I'm interested in computing the volume of a special class of $\mathcal{H}$-polytopes and the complexity of doing so.
I know that in general it is #P-hard to compute the volume of $\mathcal{H}$ -polytopes, which doesn't exclude the existence of a subclass of $\mathcal{H}$-polytopes where a volume computation could be done efficiently.
Analysing a particular subclass of polytopes I realized that order polytopes belong to this subclass. The volume computation of order polytopes corresponds to computing the number of linear extensions in an underlying poset, which is known to be #P-complete.

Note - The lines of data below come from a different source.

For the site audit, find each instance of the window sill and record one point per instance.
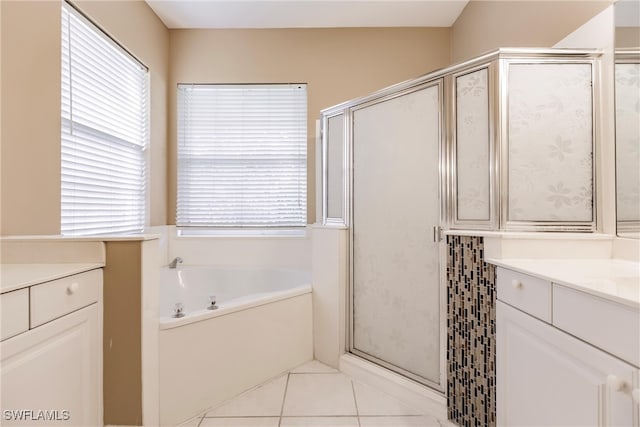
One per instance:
(241, 233)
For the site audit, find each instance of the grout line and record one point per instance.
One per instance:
(355, 401)
(314, 373)
(284, 398)
(320, 416)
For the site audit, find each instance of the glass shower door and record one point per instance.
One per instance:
(395, 284)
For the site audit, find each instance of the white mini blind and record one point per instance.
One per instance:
(104, 132)
(242, 156)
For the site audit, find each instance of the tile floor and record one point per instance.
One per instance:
(314, 395)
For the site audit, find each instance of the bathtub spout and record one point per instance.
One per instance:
(175, 262)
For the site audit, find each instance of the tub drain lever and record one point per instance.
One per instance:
(178, 310)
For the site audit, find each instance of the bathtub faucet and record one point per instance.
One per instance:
(175, 262)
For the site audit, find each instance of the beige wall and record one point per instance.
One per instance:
(30, 169)
(487, 25)
(337, 65)
(30, 173)
(628, 37)
(121, 339)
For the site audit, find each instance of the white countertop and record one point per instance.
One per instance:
(612, 279)
(17, 276)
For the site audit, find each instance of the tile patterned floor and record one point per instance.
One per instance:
(314, 395)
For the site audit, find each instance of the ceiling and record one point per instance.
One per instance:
(306, 13)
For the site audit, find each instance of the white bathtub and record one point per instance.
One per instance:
(262, 327)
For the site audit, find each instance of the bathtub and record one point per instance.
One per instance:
(262, 326)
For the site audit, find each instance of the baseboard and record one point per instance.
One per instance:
(409, 391)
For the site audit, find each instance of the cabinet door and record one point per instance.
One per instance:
(546, 377)
(54, 367)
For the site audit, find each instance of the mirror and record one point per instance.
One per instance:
(627, 116)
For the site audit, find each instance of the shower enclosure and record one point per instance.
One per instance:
(395, 294)
(459, 148)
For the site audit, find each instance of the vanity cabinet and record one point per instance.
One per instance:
(548, 377)
(51, 373)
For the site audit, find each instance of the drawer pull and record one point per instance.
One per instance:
(72, 288)
(614, 383)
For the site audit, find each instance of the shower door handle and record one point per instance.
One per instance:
(437, 233)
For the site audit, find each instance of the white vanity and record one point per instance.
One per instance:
(568, 342)
(51, 348)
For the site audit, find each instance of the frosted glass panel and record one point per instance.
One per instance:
(335, 162)
(395, 261)
(550, 142)
(628, 146)
(472, 146)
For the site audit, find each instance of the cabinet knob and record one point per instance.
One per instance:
(72, 288)
(614, 383)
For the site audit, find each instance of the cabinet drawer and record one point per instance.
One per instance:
(14, 311)
(527, 293)
(56, 298)
(613, 327)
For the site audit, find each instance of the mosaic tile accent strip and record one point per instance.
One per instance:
(471, 333)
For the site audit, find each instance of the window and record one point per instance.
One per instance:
(242, 156)
(104, 132)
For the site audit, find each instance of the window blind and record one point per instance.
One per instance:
(242, 156)
(104, 132)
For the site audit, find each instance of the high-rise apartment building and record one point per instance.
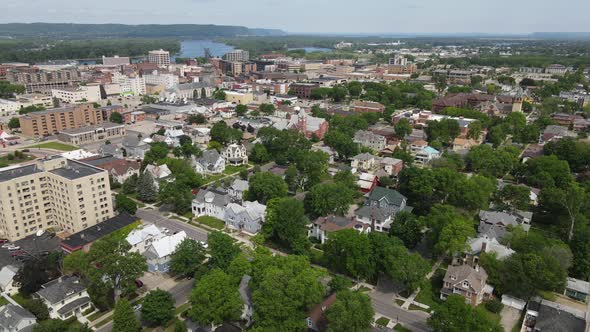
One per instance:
(51, 121)
(55, 192)
(159, 57)
(237, 55)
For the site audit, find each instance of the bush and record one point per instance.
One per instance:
(494, 305)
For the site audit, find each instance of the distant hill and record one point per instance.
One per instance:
(99, 31)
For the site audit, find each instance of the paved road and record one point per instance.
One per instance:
(155, 218)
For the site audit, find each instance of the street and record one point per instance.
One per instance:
(173, 225)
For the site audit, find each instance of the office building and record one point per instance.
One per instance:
(92, 134)
(51, 121)
(237, 55)
(55, 192)
(82, 94)
(115, 60)
(159, 57)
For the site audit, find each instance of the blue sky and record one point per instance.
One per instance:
(327, 16)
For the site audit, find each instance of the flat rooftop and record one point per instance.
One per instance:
(76, 170)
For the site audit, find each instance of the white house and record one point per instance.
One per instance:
(65, 297)
(160, 252)
(235, 155)
(141, 238)
(7, 284)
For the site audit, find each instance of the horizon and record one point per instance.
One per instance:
(374, 17)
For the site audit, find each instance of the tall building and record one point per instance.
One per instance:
(51, 121)
(52, 193)
(237, 55)
(159, 57)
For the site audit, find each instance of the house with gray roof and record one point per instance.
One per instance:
(211, 202)
(14, 318)
(495, 224)
(211, 162)
(468, 282)
(134, 146)
(65, 297)
(381, 206)
(247, 217)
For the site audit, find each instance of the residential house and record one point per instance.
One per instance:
(14, 318)
(142, 237)
(211, 202)
(577, 289)
(210, 162)
(65, 297)
(160, 173)
(7, 284)
(555, 133)
(237, 189)
(322, 226)
(247, 217)
(246, 296)
(380, 208)
(545, 315)
(159, 253)
(316, 321)
(495, 223)
(364, 162)
(135, 147)
(469, 282)
(235, 155)
(367, 182)
(370, 140)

Does that imply that volume computation in my special class of polytopes is #P-hard, too?
My thought is yes, because a polynomial time algorithm for my special class would solve the problem of computing the number of linear extensions efficiently. I'm not that familar with complexity theory, so I'm not sure if this argument suffices.
Edit: The special class of polytopes are defined by $P=\lbrace x\in\mathbb{R}^n : Ax\leq b\rbrace$, such that the normal vectors (rows of A) are elements from the set
$R_n:=\lbrace e_i-e_j: i,j\in \lbrace 1,...,n\rbrace, i\neq j\rbrace \cup \lbrace \pm e_1,...,\pm e_n\rbrace$,
where $e_1,...e_n$ are the canonical unit vectors.
Order polytopes are defined by a partially ordered set $(PO,<_{PO})$ with $PO=\lbrace a_1,...,a_n\rbrace$ and
$O(PO)=\lbrace x\in\mathbb{R}^n : 0\leq x_i\leq 1$ for all $i=1,...,n$ and $x_i\leq x_j$ if $a_i<_{PO} a_j$ in $PO\rbrace$.
Hence their normal vectors are precisely from the set $R_n$.
Edit 2: With $\mathcal{H}$-polytopes I mean polytopes given in their halfspace representation (intersection of halfspaces $P=\lbrace x\in\mathbb{R}^n : Ax\leq b\rbrace$).